Ukraine’s President Volodymyr Zelensky on Friday said he was drawing up a “comprehensive plan” for how Kyiv believes the war with Russia should end.
There are no public talks ongoing between Ukraine and Russia and based on public statements by Zelensky and Russian President Vladimir Putin, the two sides appear as far apart as ever when it comes to the terms of a potential peace settlement.
Zelensky hosted a major international summit in Switzerland earlier this month — to which Russia was not invited — to rally support for Ukraine’s position.
“It is very important for us to show a plan to end the war that will be supported by the majority of the world,” Zelensky said on Friday.
“This is the diplomatic route we are working on,” he said at a press conference in Kyiv alongside Slovenian President Natasa Pirc Musar.
More than 90 countries sent leaders and senior officials to the two-day summit with Zelensky in Switzerland.

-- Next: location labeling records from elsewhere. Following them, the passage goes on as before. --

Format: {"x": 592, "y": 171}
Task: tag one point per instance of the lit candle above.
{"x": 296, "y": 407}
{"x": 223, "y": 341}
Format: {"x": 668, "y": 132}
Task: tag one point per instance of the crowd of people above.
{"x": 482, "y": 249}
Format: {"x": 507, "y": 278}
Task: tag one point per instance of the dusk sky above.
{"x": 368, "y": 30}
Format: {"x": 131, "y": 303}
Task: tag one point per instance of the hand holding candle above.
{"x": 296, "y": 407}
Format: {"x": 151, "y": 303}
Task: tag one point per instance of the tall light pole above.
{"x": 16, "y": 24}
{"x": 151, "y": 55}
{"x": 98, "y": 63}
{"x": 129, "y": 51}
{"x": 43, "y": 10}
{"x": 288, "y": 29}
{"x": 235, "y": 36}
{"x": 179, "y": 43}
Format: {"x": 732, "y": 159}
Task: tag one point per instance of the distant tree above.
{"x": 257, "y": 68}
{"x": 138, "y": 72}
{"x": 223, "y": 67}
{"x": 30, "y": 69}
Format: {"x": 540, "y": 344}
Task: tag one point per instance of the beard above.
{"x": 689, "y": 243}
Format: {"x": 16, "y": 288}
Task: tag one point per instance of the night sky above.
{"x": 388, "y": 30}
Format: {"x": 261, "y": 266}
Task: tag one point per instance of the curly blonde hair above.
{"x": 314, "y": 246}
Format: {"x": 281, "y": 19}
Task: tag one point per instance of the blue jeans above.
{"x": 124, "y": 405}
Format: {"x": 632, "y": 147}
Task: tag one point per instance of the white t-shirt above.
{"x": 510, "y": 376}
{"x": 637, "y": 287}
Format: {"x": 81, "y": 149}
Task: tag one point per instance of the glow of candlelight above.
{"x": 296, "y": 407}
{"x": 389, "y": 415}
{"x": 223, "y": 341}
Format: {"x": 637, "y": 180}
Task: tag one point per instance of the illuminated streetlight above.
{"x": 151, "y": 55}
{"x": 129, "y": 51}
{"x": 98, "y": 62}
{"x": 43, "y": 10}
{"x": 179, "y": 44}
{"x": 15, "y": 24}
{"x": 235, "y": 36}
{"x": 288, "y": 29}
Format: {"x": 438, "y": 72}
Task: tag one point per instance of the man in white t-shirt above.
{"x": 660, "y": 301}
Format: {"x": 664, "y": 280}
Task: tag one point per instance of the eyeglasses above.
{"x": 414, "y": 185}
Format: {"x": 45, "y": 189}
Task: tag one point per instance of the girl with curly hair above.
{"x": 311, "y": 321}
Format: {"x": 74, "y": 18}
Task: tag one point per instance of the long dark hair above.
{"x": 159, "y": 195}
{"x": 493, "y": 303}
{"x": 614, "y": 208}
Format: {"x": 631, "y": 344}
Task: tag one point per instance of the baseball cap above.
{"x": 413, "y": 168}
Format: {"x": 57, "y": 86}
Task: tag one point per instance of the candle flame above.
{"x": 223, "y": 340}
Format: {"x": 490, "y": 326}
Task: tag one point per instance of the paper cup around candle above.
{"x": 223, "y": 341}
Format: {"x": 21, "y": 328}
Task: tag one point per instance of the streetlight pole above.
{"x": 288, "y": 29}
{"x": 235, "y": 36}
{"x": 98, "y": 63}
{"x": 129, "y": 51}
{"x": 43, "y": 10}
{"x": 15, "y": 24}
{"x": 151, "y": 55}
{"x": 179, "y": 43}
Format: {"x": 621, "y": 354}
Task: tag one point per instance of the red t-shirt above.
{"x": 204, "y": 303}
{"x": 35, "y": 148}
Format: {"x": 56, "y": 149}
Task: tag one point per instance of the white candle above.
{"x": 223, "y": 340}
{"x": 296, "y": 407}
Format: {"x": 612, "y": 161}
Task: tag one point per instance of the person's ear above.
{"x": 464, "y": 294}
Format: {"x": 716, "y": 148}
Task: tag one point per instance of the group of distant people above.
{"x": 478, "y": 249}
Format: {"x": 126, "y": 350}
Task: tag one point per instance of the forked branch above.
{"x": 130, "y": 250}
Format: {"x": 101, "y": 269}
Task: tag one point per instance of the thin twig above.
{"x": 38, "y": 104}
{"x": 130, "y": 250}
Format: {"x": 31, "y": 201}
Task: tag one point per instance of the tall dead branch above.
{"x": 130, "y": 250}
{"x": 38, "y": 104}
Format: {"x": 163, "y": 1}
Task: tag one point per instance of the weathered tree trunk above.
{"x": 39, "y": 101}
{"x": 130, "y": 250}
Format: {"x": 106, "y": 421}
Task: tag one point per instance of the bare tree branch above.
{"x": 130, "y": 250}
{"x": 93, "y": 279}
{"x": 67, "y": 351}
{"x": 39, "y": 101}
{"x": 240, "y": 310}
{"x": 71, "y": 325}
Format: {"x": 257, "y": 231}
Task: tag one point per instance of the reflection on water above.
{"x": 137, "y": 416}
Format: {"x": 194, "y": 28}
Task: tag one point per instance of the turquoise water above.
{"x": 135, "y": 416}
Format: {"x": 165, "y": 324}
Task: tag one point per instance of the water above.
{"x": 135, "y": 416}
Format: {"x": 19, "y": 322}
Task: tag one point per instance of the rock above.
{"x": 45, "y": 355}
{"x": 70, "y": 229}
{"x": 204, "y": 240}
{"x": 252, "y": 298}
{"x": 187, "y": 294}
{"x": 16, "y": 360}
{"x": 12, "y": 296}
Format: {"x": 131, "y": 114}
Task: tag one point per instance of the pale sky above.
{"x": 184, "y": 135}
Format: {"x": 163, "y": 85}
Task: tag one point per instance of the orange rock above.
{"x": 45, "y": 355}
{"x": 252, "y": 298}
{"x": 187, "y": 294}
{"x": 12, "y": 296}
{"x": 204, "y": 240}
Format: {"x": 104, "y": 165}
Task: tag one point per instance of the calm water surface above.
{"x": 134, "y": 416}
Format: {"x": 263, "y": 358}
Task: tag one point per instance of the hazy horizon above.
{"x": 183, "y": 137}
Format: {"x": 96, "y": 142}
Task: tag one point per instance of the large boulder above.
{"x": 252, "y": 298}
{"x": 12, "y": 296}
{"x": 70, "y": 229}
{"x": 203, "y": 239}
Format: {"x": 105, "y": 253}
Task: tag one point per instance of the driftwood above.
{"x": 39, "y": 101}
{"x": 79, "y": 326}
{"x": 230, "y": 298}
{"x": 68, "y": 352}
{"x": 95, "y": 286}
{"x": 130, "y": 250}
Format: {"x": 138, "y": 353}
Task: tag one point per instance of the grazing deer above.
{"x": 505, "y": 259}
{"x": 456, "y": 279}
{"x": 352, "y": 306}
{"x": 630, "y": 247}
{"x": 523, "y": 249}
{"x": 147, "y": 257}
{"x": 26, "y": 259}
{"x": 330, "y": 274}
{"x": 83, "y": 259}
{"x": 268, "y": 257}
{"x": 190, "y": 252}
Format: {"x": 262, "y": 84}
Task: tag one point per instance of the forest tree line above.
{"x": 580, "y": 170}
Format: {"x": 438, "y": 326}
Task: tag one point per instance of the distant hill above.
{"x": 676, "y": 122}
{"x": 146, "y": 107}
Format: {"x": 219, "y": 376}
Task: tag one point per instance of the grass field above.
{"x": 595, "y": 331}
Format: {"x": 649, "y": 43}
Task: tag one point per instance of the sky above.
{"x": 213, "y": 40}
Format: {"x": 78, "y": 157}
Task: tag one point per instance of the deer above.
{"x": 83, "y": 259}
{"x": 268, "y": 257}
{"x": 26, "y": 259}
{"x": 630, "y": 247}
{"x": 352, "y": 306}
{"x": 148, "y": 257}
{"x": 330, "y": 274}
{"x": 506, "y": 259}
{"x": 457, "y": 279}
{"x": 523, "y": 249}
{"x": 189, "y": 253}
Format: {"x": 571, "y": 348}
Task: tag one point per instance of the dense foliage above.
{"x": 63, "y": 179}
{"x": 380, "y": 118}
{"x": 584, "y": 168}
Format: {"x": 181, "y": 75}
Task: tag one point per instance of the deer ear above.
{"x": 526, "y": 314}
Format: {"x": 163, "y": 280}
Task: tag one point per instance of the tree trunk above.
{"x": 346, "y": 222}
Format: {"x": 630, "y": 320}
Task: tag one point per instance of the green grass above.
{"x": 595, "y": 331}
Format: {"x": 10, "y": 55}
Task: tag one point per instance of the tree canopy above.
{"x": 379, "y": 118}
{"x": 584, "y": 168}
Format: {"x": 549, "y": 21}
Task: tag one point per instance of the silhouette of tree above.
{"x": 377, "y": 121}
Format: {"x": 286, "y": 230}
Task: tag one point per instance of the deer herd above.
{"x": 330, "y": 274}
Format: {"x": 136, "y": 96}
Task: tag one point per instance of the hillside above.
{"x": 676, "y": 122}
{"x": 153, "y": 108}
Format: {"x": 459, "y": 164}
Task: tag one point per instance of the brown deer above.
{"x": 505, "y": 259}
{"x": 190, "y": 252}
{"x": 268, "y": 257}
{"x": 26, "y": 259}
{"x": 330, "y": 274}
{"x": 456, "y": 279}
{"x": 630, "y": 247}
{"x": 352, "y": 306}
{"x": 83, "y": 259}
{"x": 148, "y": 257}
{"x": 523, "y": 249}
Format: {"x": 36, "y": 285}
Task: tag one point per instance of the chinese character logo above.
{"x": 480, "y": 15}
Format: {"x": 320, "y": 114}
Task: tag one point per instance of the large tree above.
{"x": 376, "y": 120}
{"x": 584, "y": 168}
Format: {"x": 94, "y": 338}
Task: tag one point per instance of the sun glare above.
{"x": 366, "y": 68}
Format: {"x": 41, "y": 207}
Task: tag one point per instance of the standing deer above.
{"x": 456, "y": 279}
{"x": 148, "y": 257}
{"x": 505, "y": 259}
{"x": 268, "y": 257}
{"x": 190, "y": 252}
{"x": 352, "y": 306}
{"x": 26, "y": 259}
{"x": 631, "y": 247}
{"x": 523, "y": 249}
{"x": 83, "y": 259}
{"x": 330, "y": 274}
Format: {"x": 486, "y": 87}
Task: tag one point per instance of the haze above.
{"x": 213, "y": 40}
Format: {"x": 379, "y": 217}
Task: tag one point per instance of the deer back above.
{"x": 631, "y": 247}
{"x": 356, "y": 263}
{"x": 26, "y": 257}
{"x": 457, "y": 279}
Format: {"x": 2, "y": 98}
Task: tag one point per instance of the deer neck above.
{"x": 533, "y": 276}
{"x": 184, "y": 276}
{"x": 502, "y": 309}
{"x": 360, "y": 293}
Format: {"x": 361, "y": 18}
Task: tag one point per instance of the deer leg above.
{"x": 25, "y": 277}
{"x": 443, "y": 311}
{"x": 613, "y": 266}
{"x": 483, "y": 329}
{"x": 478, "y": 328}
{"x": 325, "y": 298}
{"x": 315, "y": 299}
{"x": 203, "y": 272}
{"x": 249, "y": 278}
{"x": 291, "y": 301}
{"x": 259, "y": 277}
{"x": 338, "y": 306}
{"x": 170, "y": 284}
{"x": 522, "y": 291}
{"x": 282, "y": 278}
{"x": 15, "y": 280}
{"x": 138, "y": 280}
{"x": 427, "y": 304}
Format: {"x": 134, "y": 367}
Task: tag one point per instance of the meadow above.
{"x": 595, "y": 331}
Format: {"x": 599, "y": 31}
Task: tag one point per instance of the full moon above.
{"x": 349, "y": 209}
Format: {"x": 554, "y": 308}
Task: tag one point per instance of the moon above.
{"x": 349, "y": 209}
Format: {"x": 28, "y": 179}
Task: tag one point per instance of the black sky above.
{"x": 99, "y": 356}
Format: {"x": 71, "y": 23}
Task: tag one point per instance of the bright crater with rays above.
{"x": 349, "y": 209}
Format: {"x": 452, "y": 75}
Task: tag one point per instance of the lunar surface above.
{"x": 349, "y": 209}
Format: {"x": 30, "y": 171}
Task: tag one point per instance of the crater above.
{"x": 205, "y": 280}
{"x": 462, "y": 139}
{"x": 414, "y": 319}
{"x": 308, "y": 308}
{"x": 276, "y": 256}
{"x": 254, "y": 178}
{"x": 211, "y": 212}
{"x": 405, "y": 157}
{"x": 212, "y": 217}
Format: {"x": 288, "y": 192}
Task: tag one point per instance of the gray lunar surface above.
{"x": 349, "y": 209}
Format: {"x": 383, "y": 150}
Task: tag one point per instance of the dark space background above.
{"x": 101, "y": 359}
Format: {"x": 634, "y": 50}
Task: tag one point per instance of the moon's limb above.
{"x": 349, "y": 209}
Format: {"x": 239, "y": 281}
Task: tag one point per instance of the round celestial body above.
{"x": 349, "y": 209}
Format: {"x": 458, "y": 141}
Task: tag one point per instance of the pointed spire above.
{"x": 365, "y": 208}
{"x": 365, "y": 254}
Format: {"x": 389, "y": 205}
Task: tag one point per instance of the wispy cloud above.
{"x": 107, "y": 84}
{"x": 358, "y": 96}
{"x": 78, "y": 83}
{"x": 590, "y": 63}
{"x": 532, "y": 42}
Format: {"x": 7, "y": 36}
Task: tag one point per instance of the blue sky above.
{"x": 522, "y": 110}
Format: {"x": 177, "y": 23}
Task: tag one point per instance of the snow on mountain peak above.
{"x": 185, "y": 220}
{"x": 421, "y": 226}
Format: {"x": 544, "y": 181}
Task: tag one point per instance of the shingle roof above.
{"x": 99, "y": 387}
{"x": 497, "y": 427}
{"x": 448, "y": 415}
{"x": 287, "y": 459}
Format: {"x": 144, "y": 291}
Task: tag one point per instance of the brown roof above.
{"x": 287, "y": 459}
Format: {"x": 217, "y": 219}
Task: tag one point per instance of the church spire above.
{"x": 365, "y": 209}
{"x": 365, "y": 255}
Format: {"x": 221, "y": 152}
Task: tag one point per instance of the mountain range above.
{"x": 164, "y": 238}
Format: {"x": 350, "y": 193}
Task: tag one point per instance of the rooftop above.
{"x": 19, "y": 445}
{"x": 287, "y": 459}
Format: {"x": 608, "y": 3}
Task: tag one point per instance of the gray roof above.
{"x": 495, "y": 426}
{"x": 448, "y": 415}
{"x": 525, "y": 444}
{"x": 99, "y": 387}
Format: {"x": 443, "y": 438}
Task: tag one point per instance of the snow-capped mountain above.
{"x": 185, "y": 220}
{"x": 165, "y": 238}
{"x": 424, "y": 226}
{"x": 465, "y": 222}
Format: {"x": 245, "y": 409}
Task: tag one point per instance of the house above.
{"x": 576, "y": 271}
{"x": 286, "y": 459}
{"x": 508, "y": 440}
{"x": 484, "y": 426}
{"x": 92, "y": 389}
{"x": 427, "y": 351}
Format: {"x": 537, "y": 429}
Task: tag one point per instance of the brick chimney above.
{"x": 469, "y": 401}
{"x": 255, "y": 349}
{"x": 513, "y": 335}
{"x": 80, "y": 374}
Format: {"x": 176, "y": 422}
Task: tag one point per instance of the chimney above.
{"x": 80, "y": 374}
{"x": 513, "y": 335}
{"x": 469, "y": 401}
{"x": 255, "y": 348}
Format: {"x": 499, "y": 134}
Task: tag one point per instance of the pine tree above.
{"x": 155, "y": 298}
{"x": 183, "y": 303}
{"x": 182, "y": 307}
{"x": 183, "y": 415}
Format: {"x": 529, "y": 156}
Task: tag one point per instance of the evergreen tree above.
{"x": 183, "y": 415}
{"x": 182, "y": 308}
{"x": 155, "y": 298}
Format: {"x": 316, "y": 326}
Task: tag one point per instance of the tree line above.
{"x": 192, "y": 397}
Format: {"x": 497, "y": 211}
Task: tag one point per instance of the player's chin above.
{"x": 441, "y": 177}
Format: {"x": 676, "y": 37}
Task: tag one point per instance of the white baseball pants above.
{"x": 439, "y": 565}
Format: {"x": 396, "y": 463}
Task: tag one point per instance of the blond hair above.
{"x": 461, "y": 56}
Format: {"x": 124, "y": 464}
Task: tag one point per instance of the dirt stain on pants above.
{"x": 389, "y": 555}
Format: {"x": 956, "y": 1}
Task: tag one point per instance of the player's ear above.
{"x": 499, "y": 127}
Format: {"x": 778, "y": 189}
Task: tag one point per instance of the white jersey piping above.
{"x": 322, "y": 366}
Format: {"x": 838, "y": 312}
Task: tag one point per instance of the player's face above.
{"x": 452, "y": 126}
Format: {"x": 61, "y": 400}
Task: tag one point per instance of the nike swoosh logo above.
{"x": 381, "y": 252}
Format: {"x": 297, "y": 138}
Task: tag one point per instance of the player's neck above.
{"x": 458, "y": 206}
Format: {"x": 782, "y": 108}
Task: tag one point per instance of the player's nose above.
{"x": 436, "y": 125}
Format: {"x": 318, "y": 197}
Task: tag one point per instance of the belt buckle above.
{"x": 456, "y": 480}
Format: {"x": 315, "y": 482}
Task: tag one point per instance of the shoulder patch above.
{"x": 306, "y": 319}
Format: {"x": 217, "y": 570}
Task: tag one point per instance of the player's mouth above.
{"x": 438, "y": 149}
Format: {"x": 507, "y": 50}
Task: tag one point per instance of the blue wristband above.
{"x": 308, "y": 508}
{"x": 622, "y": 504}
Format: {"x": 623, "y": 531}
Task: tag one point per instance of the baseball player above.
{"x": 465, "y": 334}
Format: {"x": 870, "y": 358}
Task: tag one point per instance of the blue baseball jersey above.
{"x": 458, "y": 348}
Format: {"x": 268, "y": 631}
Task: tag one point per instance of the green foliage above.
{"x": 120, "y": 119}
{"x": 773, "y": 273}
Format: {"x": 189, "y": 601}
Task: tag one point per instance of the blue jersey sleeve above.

The vast majority of whom agreed to a final communique that stressed the need for Ukraine’s “territorial integrity” to be respected in any settlement.
But some key countries that attended, like India, did not agree and others, like Russia’s ally China, boycotted the summit in protest at Moscow not being invited.
Ukraine has repeatedly said Russia must pull its troops out of its internationally recognised territory, including the peninsula of Crimea that Moscow annexed in 2014, before peace talks can start.
Meanwhile Putin, who launched the full-scale invasion of Ukraine in February 2022, is demanding Ukraine effectively capitulate by evacuating even more territory across its east and south.
In Brussels on Thursday, Zelensky said he would put forward a “detailed plan” in a matter of months.
“We don’t have too much time,” he said, pointing to the high casualty rate amongst soldiers and civilians.
Russia’s troops are slowly advancing on the battlefield, claiming to have seized another small frontline village on Friday.
They currently occupy around a fifth of Ukraine and in 2022 claimed to have annexed four more regions, none of which they fully controlled.
Ukraine relies on Western financial and military aid to push back the invading Russian forces, but its troops are outgunned, outmanned and exhausted after more than two years of fighting.